What is Down syndrome?
DS is a chromosomal anomaly that occurs in about 1 out every 700 births. The risk of having a baby with the condition is greater in women who are older than 35. But the majority of babies with DS are born to mothers younger than 35 simply because younger women are more likely to have babies than older women.
In DS, an inexplicable error in cell development results in 47 chromosomes (rather than the usual 46), and the extra gene material slightly changes the orderly development of the body and brain. About 6,000 babies with Down syndrome are born in the United States every year, and the national population of people with DS is estimated to be 400,000.

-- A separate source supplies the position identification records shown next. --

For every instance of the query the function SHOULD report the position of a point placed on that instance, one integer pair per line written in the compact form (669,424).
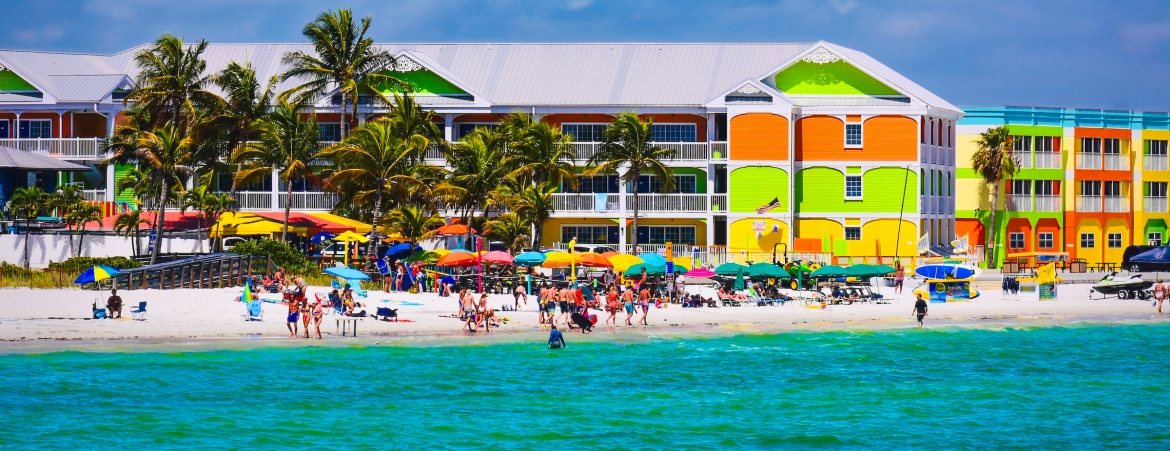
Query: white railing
(1116,204)
(721,149)
(1047,203)
(83,149)
(1023,159)
(1155,162)
(1088,161)
(1019,202)
(720,203)
(316,200)
(1155,204)
(1088,204)
(1116,162)
(1047,159)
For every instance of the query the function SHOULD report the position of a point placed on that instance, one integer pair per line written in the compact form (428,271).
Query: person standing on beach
(920,308)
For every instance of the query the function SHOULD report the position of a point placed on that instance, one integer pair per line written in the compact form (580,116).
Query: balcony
(1116,204)
(1155,163)
(1116,162)
(1088,161)
(1088,204)
(1047,159)
(1155,204)
(77,149)
(1047,203)
(1019,203)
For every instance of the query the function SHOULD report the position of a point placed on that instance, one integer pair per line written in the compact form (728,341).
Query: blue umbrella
(346,273)
(529,259)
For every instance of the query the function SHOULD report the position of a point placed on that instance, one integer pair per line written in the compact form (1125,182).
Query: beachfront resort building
(1089,183)
(810,148)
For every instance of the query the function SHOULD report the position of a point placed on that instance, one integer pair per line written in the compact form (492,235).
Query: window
(466,128)
(661,234)
(36,129)
(585,132)
(673,132)
(1045,240)
(590,234)
(852,135)
(853,188)
(1016,240)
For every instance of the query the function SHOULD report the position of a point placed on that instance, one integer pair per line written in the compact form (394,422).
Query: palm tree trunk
(990,250)
(288,207)
(159,221)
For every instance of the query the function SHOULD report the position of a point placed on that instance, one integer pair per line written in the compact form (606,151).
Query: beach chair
(139,314)
(254,312)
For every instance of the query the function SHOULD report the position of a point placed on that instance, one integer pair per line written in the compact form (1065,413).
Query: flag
(765,207)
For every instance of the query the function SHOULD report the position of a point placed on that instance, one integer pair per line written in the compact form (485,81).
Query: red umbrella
(497,257)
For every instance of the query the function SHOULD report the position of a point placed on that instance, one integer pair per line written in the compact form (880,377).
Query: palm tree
(246,102)
(171,82)
(345,60)
(510,230)
(128,224)
(627,144)
(288,143)
(992,161)
(165,157)
(31,202)
(82,216)
(373,158)
(415,223)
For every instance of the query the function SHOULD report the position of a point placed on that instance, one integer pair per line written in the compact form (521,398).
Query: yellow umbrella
(624,261)
(561,259)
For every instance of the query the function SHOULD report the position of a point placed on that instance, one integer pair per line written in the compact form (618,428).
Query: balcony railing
(1047,159)
(1116,204)
(1116,162)
(1155,204)
(1156,163)
(1089,204)
(1019,202)
(81,149)
(1047,203)
(1088,161)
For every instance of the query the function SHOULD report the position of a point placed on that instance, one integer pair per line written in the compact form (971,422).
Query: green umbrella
(729,268)
(764,270)
(830,271)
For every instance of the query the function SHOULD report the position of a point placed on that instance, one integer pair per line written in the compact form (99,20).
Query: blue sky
(1071,53)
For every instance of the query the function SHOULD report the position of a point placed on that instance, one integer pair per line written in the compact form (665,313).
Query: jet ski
(1124,287)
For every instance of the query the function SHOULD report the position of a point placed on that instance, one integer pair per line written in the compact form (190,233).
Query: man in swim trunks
(920,308)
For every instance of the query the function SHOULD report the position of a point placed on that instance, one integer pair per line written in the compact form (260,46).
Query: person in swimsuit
(920,308)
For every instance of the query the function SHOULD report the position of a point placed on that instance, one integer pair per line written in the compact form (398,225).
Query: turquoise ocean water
(1046,388)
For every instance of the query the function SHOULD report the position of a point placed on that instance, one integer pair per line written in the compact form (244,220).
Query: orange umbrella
(594,259)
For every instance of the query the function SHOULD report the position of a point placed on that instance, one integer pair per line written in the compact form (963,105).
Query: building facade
(1089,183)
(809,148)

Babies with DS and typically developing infants are more alike than they are different. And as they grow up, you’ll find there is great diversity in terms of personality, learning style, intelligence, appearance, compliance, humor, compassion, congeniality, and attitude.
What are the characteristics of Down syndrome?
Children with DS resemble their family members more than they do one another. They also have a full range of emotions and attitudes, are creative and imaginative, and grow up to live independent lives needing varying degrees of support and accommodations.
Down syndrome will not be the most interesting thing about your son or daughter. Remember that raising any child fills your life with unimaginable delight and difficulties. We can no longer predict how far our children will go.
Children with DS benefit from the same care, attention, and inclusion in community life that help every child grow. As with all children, quality education in school or at home is important for developing strong academic skills.
On standard intelligence tests, children with Down syndrome most often score in the mild to moderate range of intellectual disabilities. But these tests don’t measure many important areas of intelligence, and you’ll be surprised by your child’s memory, insight, creativity, and cleverness. Unfortunately, the high rate of learning disabilities in students with Down syndrome may mask a range of abilities and talents.
Although children with DS often need extensive health evaluations and other professional interventions from an early age, it’s important to keep in mind that every child deserves to be surrounded by people who love, respect, and admire him.
Individuals with DS may have certain physical attributes including:
Almond-shaped eyes with striking Brushfield spots (small, white, crescent-shaped markings) on the irises
Single palmar crease on one or both hands
Small head or features (such as hands, fingers, mouth, and ears)
A high rate (35 to 50 percent) of congenital heart defects – your child should have an echocardiogram within the first two weeks of life.
National organizations for individuals with Down syndrome provide medical checklists that you may want to pass on to your child’s doctor.